Donahue éjecté de bruxelles : le pentagone sous le feu des critiques
La brusque démission du général Chris Donahue, commandant de l’armée américaine en Europe, a plongé Washington dans la perplexité et suscité une vague d’inquiétudes au sein de l’establishment militaire et politique. L’ordre de renoncement à ses fonctions, datant du 2 juillet, vient de la Secrétaire d’État à la Défense, Hegseth, et laisse de nombreuses questions sans réponse.
Un départ inattendu et controversé
Selon des sources proches du dossier, le départ du général Donahue ne serait pas simplement une question de retraite anticipée, mais plutôt le résultat d’une pression interne au Pentagone. Le Sénateur Tim Kaine, témoin de cette situation en visite officielle à Bruxelles, exprime son étonnement face à cette décision, soulignant le haut niveau de respect dont bénéficiait le général auprès du Comité des Armées, des deux camps.

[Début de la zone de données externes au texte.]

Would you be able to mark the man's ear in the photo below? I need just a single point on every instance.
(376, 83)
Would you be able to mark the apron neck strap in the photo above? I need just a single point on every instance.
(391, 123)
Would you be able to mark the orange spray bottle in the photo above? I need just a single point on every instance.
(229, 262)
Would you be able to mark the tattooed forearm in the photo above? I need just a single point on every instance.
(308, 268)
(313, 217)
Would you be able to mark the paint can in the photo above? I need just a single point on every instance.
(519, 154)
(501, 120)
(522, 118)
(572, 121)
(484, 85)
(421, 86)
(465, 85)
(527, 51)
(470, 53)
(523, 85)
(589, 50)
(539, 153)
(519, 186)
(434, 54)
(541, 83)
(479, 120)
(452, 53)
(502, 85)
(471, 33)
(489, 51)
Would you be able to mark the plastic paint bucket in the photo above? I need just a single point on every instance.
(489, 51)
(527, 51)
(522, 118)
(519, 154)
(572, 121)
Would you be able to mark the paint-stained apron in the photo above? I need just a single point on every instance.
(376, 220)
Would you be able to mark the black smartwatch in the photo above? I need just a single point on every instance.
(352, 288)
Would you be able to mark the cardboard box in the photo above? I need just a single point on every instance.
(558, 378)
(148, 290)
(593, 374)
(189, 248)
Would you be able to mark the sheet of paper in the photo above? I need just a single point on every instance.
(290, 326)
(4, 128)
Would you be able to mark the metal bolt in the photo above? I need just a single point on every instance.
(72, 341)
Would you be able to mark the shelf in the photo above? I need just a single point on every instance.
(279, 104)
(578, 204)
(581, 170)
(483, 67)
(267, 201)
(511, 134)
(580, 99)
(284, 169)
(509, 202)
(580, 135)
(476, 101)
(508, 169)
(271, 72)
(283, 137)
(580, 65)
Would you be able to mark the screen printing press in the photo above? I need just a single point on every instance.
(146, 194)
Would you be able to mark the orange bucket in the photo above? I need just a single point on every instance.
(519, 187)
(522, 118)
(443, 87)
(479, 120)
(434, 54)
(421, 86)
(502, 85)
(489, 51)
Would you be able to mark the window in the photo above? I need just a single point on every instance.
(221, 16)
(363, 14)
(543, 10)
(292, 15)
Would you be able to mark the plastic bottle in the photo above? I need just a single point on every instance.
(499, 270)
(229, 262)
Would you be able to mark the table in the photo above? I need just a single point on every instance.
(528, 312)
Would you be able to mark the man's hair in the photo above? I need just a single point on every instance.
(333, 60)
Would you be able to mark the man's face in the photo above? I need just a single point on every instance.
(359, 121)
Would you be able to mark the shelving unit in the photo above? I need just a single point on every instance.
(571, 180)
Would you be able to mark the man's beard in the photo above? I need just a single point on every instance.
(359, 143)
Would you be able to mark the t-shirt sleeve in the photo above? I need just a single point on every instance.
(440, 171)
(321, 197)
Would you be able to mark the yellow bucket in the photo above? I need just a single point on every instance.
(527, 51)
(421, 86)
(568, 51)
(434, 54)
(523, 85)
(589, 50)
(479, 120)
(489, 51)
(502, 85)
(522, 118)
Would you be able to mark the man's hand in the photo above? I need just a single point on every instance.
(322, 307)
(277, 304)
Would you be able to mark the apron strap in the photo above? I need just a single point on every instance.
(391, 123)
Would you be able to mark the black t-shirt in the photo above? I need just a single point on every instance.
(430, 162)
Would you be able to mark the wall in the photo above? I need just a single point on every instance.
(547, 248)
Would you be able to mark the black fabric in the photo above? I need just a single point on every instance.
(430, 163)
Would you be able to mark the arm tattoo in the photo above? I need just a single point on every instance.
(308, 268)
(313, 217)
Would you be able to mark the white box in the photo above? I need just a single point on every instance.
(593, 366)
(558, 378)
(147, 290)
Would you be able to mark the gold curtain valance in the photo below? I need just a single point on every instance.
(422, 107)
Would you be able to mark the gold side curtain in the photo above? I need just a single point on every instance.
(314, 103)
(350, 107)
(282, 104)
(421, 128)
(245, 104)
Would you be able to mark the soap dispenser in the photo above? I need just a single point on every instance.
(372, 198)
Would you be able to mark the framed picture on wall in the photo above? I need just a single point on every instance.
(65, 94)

Les précautions des anciens officiers
L’intervention de l’amiral retraité Bill McRaven, ancien commandant de la mission “Red Fox” contre Bin Laden, dans The Atlantic est particulièrement révélatrice. Il dénonce un risque accru de calculs militaires erronés, imputable à une volonté de « brutalité franche » au sein du commandement, conduisant potentiellement à une autocensure chez les hauts responsables. McRaven pointe du doigt une possible volonté de la part du Secrétaire d’État de se entourer d’« hommes du doigt ».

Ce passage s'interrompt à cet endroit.